Penyalahgunaan narkoba sebagai dampak dari kebiasaan merokok sebelumnya tak
terlepas dari tanggungjawab penegak hukum dan pengambil kebijakan selama ini.
Masih enggannya,
pemerintah Indonesia mengaksesi Kerangka Kesepakatan Pengendalian Tembakau atau Framework Convention on Tobacco Control (FCTC) menandakan bahwa
pemerintah setengah hati dalam membebaskan warganya dari sakit.
Tingkat perokok di
Indonesia termasuk Aceh sudah memprihatinkan. Jumlah perokok aktif di Indonesia
mencapai 24,3 persen dari jumlah penduduk. Aceh sendiri berada di atas rerata
nasional atau 25 persen dari jumlah penduduk. Jawa Tengah sebagai gudangnya
pabrik rokok hanya 22,9 persen. Demikian juga Jawa Timur masih 23,9 persen dari
jumlah penduduk. Bahkan Jogja –penduduknya setara Aceh- hanya 21,2 persen (riskesdas 2013).
Aceh yang mengamalkan
Syariat Islam tentunya paham bahwa rokok hukumnya makruh. Namun untuk
urusan rokok, sepertinya mereka tutup
mata. Tingkat perokok yang melampaui angka nasional menandakan ada sikap mendua
jika sudah bersinggungan dengan diri sendiri.
Demikian juga peraturan
Menteri Kesehatan soal gambar di bungkus rokok sebagai peringatan, salah
satunya gambar perokok menggendong bayi.
UU No. 40 Tahun 1999 tentang
Pers dan UU No. 32 Tahun 2002 tentang Penyiaran melarang iklan yang
menggambarkan wujud rokok. Namun dalam Permenkes justru sebaliknya; menunjukkan
rokok dan perokoknya. Desain gambar di bungkus rokok ini
diatur dalam Permenkes No 28/2013. Ada 5 gambar yang disebut seram, nah anehnya gambar pria perokok sambil
menggendong bayi itu masuk ke dalamnya.
Anehnya, Kemenkes sendiri santai saja menanggapi protes ini.

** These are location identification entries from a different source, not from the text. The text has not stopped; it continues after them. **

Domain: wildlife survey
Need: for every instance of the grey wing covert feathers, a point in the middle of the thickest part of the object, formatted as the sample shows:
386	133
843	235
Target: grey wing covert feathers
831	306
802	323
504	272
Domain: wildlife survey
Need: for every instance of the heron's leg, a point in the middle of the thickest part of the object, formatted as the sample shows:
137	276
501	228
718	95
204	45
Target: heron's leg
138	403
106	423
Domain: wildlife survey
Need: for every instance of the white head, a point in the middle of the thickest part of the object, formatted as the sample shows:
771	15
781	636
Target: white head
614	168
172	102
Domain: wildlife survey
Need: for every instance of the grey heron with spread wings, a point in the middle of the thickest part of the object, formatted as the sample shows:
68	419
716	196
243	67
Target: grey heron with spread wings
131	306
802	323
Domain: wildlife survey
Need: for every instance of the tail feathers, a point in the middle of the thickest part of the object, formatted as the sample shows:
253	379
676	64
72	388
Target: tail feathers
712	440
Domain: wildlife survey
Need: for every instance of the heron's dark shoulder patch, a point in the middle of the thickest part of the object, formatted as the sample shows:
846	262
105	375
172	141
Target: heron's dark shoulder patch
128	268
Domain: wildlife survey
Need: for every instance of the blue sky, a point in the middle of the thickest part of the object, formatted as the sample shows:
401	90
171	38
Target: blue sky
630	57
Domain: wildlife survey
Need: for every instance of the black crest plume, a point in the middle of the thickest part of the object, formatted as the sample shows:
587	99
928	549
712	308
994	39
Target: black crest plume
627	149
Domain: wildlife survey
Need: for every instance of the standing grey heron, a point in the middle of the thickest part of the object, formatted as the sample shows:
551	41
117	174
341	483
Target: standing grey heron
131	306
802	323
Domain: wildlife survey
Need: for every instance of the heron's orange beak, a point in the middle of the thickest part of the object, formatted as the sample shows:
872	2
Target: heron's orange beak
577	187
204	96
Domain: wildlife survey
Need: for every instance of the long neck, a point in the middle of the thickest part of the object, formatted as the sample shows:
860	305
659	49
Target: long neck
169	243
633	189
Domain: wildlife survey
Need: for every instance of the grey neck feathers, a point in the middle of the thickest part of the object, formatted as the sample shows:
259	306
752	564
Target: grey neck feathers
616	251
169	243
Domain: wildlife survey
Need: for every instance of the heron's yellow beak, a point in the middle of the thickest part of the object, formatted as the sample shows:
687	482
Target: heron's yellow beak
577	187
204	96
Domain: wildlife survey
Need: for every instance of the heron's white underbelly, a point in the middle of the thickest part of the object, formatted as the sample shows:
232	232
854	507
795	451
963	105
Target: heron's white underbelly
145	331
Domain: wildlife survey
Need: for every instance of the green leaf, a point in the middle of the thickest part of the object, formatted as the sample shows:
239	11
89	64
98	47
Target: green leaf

Wakil Menkes, Prof Ali Ghufron menyilakan semua pihak untuk mengevaluasi gambar
tersebut. “Soal bayi dan perokok, silakan dievaluasi,” ujarnya seperti dikutip detik.com (26/6/2015).
Permenkes
tentang gambar pada bungkus rokok yang mulai berlaku 24 Juni 2015 satu di
antara kebijakan ambigu. Satu sisi ingin menyelamatkan generasi muda dari
bahaya rokok, sisi lain, secara tidak
langsung mengajarkan merokok,
Nah, jika kondisi ini masih sering kita alami, maka tidak
salah jika kita harus mengembalikan akal sehat untuk mewujudkan “Generasi Cinta
Sehat Siap Membangun Negeri bukan sebaliknya, Generasi Cinta Sakit Siap Membebani Negeri.